Samsung also intends to beef up its product supply chain management and improve its product introduction schedule in an effort to unseat Sony as the world’s number one HDTV power.
What precipitated the widely-reported universal player story was a product roadmap slide shown during the Blu-ray presentation that included a picture of a universal player under a “3Q 2006” label.
However, as its executives tried to explain through interpreters, this product roadmap indicated Samsung’s ability to produce such a player, not its intention to actually do so.
After being questioned about the slide, Du-hyon Kim, an assistant manager in Samsung’s home platform product planning group, said through an interpreter, “We are considering a player that can play BD and HD-DVD, a universal player. We can’t say when we might introduce such a player. We are preparing the HD-DVD right now. If we launch a universal player, the decision would be made at the end of this year or early next year.”
Sensing that these comments might be misinterpreted, Kim quickly clarified Samsung’s position. “Samsung has no intention to join the HD DVD player market,” Kim insisted. “But if market trends are going to HD DVD or to a universal player, then we are going too. But we are concentrating on Blu-ray. A universal player introduction will be based on the market.”
Kim also noted that while Samsung has had “communications and alliances” with Toshiba on standard DVD product, the two companies have no formal licensing agreements on HD DVD.
In the wake of the misinterpretation and subsequent reportage of this universal player in the mainstream media, Samsung issued a “clarification” that it is “fully committed” to Blu-ray.
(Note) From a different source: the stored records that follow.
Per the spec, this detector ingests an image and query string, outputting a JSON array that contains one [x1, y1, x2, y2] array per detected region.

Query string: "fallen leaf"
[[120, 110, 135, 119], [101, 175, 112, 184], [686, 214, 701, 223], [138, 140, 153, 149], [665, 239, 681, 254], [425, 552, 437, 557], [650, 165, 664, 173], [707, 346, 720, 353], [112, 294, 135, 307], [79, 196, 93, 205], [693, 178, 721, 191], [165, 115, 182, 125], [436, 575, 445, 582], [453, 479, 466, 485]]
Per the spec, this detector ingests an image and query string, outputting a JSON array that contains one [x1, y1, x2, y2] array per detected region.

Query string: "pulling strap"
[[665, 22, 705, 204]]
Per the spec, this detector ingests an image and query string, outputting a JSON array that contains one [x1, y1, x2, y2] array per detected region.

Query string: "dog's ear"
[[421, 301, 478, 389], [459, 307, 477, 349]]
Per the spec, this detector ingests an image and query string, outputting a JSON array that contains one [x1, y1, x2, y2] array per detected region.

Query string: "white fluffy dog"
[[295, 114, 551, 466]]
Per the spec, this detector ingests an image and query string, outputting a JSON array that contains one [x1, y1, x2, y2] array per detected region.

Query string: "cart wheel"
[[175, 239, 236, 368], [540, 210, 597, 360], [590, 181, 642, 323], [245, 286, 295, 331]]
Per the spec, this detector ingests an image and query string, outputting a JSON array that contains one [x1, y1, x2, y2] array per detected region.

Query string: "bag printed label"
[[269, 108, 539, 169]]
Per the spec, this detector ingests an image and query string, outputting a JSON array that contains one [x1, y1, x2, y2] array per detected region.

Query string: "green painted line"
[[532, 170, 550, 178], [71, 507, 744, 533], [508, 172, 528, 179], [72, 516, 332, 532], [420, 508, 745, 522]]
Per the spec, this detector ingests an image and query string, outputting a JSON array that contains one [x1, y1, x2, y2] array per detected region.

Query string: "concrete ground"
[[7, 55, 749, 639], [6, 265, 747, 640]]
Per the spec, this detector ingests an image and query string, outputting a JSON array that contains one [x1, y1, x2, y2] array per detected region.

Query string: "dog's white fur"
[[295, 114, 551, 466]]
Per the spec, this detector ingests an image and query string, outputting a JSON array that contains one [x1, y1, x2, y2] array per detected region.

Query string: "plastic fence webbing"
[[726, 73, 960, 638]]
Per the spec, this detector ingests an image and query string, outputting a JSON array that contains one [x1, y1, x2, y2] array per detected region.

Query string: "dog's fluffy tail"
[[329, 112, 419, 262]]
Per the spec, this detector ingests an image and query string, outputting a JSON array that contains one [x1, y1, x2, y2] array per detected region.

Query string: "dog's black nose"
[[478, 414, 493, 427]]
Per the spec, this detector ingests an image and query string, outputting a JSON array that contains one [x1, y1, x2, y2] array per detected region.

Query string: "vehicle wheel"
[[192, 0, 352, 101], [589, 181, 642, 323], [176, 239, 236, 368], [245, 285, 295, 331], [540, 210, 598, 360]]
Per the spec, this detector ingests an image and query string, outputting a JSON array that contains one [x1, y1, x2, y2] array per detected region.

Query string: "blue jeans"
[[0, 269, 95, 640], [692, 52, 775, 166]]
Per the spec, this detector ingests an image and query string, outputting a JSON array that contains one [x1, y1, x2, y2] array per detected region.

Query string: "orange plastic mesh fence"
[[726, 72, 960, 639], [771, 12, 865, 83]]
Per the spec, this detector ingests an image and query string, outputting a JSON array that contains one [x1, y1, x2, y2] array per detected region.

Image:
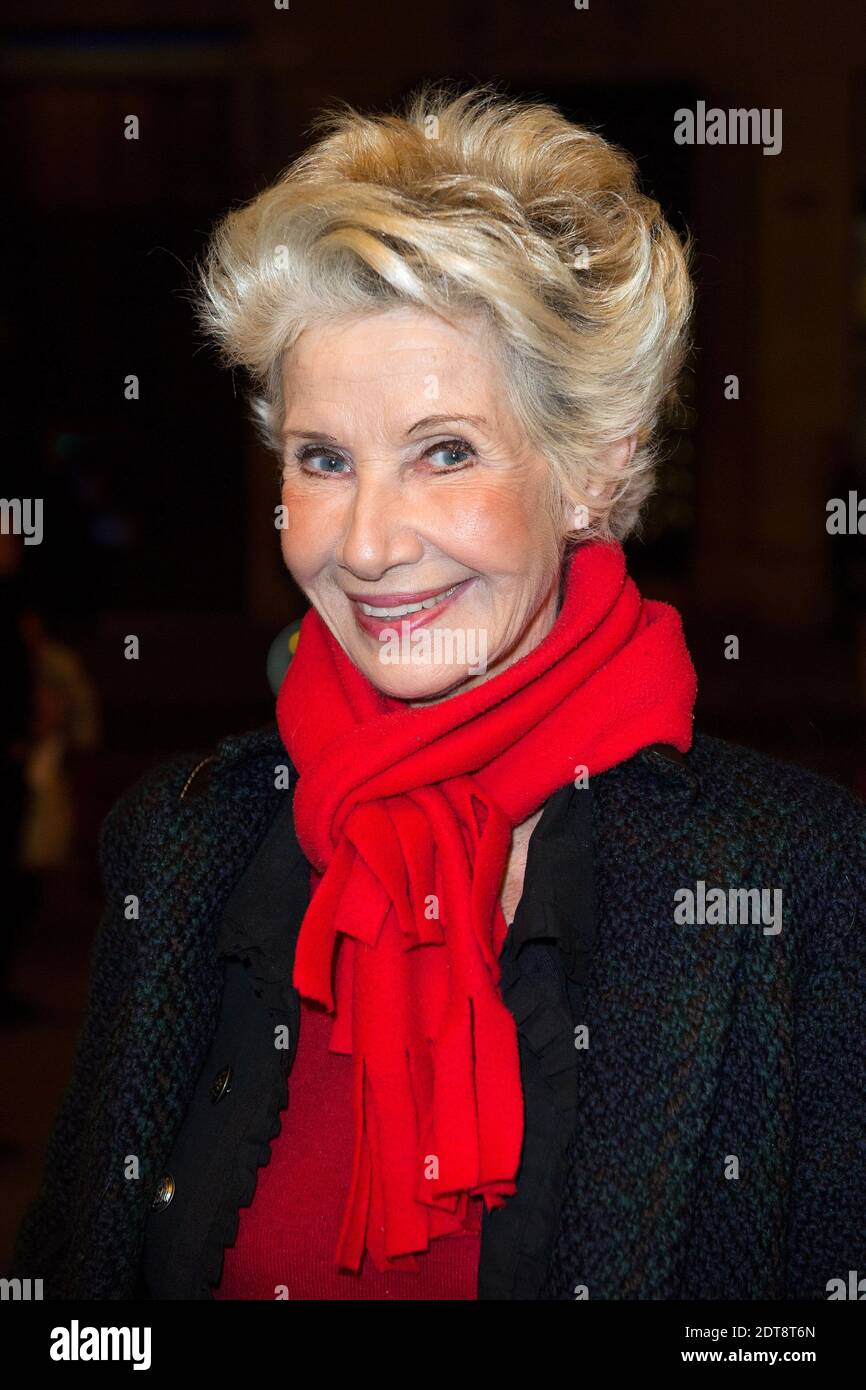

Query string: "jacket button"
[[210, 1064, 233, 1103], [152, 1174, 175, 1210]]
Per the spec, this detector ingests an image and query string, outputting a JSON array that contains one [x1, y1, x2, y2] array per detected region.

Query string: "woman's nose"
[[336, 471, 424, 577]]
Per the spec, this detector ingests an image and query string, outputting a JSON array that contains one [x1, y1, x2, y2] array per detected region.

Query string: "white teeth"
[[358, 583, 461, 619]]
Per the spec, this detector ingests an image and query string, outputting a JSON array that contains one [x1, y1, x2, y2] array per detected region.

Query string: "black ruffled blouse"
[[142, 777, 597, 1300]]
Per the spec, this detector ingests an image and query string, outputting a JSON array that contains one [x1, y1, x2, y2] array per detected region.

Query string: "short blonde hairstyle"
[[191, 80, 695, 543]]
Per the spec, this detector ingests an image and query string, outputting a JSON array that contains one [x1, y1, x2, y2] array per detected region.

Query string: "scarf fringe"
[[334, 979, 523, 1272]]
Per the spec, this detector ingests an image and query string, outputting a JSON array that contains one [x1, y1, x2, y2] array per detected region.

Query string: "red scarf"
[[275, 538, 697, 1272]]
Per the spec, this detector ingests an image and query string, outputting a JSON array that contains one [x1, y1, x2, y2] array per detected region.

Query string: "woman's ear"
[[586, 436, 639, 503], [567, 432, 639, 532]]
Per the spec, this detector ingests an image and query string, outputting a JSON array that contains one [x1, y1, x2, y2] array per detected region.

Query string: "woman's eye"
[[297, 448, 350, 475], [292, 438, 475, 477], [425, 439, 475, 470]]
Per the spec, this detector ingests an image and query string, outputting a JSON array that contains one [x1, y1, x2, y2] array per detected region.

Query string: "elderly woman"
[[12, 83, 864, 1302]]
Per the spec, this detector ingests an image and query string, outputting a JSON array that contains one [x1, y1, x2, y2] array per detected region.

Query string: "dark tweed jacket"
[[10, 723, 866, 1300]]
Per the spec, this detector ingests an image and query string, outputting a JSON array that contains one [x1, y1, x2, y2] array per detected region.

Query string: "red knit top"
[[214, 994, 483, 1300]]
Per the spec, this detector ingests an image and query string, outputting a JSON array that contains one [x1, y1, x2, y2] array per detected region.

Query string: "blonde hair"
[[190, 80, 695, 542]]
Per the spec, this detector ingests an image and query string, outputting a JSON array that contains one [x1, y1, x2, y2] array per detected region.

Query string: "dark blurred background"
[[1, 0, 865, 1270]]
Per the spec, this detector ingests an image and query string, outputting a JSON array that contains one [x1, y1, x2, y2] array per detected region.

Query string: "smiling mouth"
[[354, 583, 464, 619]]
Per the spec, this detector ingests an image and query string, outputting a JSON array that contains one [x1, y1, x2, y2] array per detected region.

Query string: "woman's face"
[[278, 306, 569, 703]]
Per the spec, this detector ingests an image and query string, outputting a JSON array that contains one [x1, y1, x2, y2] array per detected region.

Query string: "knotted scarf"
[[275, 538, 698, 1272]]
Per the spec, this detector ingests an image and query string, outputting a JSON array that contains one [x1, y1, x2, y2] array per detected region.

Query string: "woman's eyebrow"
[[405, 414, 488, 435], [283, 414, 489, 443], [282, 427, 340, 443]]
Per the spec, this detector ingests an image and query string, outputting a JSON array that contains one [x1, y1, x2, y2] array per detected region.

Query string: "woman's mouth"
[[348, 578, 475, 637]]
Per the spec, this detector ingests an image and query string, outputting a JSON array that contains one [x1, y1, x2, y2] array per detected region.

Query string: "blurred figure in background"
[[16, 605, 101, 939]]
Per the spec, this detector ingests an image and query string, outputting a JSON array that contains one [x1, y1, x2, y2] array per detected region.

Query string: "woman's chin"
[[358, 658, 477, 704]]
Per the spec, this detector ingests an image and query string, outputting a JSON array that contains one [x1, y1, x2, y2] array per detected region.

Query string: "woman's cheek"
[[434, 484, 539, 560], [279, 484, 335, 566], [278, 491, 311, 578]]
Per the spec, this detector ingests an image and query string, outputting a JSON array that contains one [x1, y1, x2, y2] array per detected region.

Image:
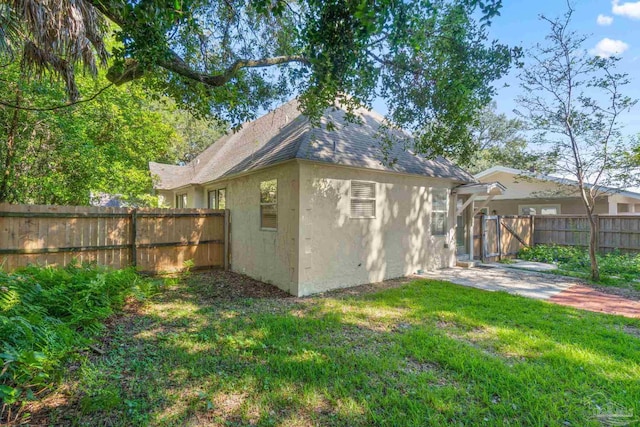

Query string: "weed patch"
[[0, 263, 160, 418], [519, 244, 640, 289]]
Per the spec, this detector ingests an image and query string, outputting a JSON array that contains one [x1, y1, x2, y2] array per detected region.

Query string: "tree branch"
[[0, 83, 114, 111], [158, 54, 310, 87], [87, 0, 309, 87]]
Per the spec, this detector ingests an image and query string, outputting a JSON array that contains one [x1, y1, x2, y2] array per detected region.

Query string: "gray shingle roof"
[[150, 100, 476, 190]]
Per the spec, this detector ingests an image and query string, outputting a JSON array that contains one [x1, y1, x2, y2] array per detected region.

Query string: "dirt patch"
[[318, 276, 415, 298], [186, 270, 293, 301], [586, 283, 640, 301], [622, 325, 640, 338]]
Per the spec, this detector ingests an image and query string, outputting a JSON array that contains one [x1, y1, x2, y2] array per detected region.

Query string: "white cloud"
[[597, 14, 614, 25], [612, 0, 640, 19], [590, 38, 630, 57]]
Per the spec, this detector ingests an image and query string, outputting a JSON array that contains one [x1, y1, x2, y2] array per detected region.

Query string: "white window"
[[350, 181, 376, 218], [431, 189, 449, 236], [176, 193, 187, 208], [260, 180, 277, 230], [208, 188, 226, 209], [519, 204, 560, 215]]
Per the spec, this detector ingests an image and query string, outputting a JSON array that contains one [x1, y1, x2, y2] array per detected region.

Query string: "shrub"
[[518, 244, 640, 286], [0, 263, 159, 408]]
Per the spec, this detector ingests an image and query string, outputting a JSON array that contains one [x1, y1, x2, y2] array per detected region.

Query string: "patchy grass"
[[519, 244, 640, 291], [18, 272, 640, 426]]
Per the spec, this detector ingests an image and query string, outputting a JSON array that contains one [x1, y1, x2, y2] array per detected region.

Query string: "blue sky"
[[487, 0, 640, 135]]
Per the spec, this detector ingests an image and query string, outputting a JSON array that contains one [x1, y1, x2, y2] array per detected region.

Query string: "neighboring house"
[[474, 166, 640, 216], [90, 192, 124, 207], [150, 100, 500, 296]]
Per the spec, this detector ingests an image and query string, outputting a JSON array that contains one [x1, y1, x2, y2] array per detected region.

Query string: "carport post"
[[468, 201, 475, 261]]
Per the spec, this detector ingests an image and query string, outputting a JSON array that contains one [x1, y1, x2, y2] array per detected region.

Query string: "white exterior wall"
[[158, 187, 202, 208], [297, 161, 456, 296], [214, 163, 300, 295]]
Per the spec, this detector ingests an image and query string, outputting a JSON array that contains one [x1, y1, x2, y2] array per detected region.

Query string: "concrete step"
[[456, 260, 480, 268]]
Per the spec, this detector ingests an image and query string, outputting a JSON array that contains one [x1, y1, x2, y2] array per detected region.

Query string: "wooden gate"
[[473, 215, 533, 262]]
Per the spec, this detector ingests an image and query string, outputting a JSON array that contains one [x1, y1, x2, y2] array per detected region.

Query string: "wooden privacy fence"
[[473, 215, 533, 262], [0, 204, 229, 273], [534, 215, 640, 253]]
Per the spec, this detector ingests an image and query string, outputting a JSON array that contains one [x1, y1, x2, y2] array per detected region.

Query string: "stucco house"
[[150, 101, 500, 296], [474, 166, 640, 216]]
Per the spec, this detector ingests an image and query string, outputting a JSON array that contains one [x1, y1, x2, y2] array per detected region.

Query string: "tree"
[[149, 99, 226, 165], [461, 103, 546, 175], [517, 5, 637, 280], [0, 0, 517, 161], [0, 59, 180, 205]]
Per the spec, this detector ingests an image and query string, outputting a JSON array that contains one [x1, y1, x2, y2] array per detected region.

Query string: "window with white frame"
[[350, 181, 376, 218], [431, 189, 448, 236], [260, 179, 277, 230], [208, 188, 227, 209], [176, 193, 187, 208], [518, 204, 560, 215]]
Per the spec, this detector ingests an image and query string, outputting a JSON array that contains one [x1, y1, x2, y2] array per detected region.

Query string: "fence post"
[[529, 216, 534, 246], [223, 208, 230, 270], [594, 214, 600, 253], [497, 216, 502, 260], [481, 215, 487, 263], [130, 209, 137, 267]]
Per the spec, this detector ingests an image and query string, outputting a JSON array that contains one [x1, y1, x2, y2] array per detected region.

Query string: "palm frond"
[[4, 0, 109, 100]]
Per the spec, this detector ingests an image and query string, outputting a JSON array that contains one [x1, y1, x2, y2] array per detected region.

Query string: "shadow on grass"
[[28, 276, 640, 426]]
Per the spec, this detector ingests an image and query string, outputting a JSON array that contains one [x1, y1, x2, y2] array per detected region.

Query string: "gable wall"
[[477, 171, 578, 200], [218, 162, 300, 294], [165, 162, 301, 294], [475, 171, 611, 215], [482, 197, 609, 216], [297, 161, 457, 296]]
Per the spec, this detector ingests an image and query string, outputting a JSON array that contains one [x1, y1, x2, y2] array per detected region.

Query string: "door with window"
[[455, 198, 470, 257]]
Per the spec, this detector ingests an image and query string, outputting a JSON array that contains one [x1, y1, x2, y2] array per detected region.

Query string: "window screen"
[[350, 181, 376, 218], [431, 189, 448, 236], [260, 180, 277, 229], [176, 193, 187, 208], [208, 189, 227, 209]]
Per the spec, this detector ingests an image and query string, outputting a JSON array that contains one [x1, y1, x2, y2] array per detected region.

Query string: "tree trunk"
[[0, 90, 21, 203], [586, 211, 599, 281]]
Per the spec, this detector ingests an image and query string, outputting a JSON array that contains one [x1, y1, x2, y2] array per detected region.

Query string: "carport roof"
[[455, 181, 506, 196]]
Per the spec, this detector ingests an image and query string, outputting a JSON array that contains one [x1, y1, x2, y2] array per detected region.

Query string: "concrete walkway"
[[418, 266, 577, 300], [418, 266, 640, 318]]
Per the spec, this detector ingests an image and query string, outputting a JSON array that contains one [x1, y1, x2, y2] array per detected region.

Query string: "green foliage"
[[0, 62, 172, 205], [3, 0, 517, 162], [517, 6, 639, 280], [0, 55, 222, 205], [519, 245, 640, 287], [0, 263, 159, 406], [148, 98, 226, 165], [460, 103, 553, 174]]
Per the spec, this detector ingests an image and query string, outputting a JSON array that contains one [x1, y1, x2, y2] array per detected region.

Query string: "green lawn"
[[29, 273, 640, 426]]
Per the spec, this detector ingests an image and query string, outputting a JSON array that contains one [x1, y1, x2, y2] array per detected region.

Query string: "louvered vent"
[[261, 205, 277, 229], [350, 181, 376, 218]]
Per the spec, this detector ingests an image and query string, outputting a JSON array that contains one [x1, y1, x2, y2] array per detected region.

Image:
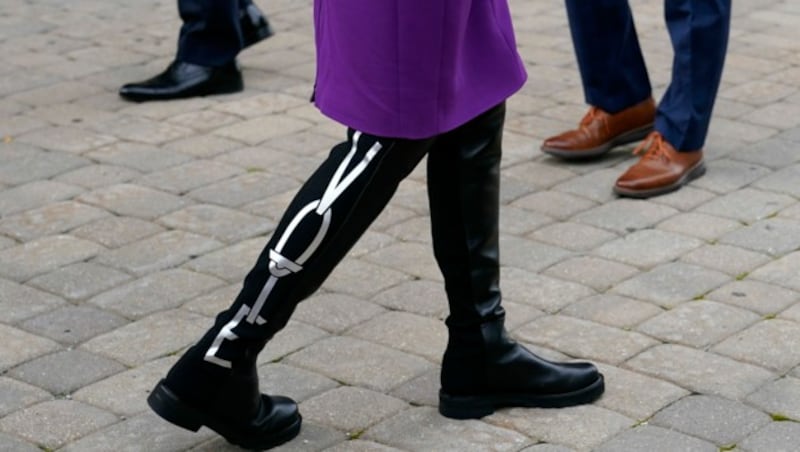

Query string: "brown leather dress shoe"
[[614, 132, 706, 198], [541, 98, 656, 159]]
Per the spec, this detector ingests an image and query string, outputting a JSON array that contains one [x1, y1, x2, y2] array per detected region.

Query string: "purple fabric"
[[313, 0, 527, 139]]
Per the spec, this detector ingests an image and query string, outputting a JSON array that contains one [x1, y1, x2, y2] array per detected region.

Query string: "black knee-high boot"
[[148, 130, 432, 450], [428, 104, 605, 420]]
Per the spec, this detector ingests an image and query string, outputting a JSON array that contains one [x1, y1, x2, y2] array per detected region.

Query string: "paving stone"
[[502, 267, 595, 313], [530, 222, 618, 252], [28, 261, 132, 302], [181, 283, 240, 317], [86, 142, 193, 173], [159, 204, 272, 244], [214, 114, 312, 145], [656, 212, 743, 241], [561, 295, 663, 329], [572, 199, 678, 234], [0, 201, 109, 241], [256, 321, 329, 364], [729, 137, 800, 169], [323, 259, 413, 299], [611, 263, 731, 308], [0, 433, 40, 452], [696, 188, 796, 223], [188, 171, 300, 208], [95, 230, 223, 276], [164, 133, 241, 158], [388, 369, 439, 408], [490, 404, 633, 451], [81, 309, 211, 366], [0, 149, 88, 185], [712, 319, 800, 373], [192, 421, 343, 451], [0, 234, 104, 282], [59, 412, 210, 452], [753, 164, 800, 198], [363, 242, 443, 282], [511, 191, 597, 220], [637, 300, 760, 347], [0, 180, 83, 217], [552, 168, 621, 203], [594, 364, 689, 421], [301, 387, 408, 434], [371, 279, 447, 317], [706, 280, 800, 315], [7, 349, 125, 395], [89, 269, 224, 319], [324, 440, 405, 452], [593, 229, 704, 269], [0, 278, 65, 323], [72, 356, 177, 417], [258, 362, 338, 403], [680, 244, 771, 277], [15, 125, 117, 154], [93, 115, 195, 145], [0, 377, 51, 418], [286, 337, 433, 393], [366, 407, 529, 451], [626, 344, 775, 399], [348, 311, 446, 363], [739, 421, 800, 452], [520, 444, 576, 452], [71, 215, 165, 249], [651, 394, 771, 445], [293, 292, 386, 334], [500, 205, 554, 236], [544, 256, 638, 291], [650, 185, 717, 212], [749, 250, 800, 290], [593, 425, 717, 452], [78, 183, 189, 220], [719, 218, 800, 256], [516, 315, 658, 365], [20, 305, 127, 348], [54, 164, 142, 190], [0, 399, 118, 450], [182, 236, 264, 282], [692, 159, 773, 194], [137, 160, 242, 195], [747, 377, 800, 423]]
This leaves LG as the only Blu-ray supporter with plans for a universal Blu-ray/HD DVD player.
Samsung forecasts that 620,000 Blu-ray and HD DVD players will be sold worldwide in 2006, 400,000 play-only decks and 220,000 recorders, which are not yet available in the United States but have been available in Asia for nearly a year.
Sixty percent of these units will be Blu-ray and 40 percent HD DVD, despite Samsung being the only consumer Blu-ray product currently on the market. Sales will jump to 3.18 million next year, including 750,000 recorders, according to Samsung predictions, 10.05 million (2.55 million recorders) in 2008, 21.4 million (2.5 million recorders) in 2009, and 39 million (9 million recorders) in 2010.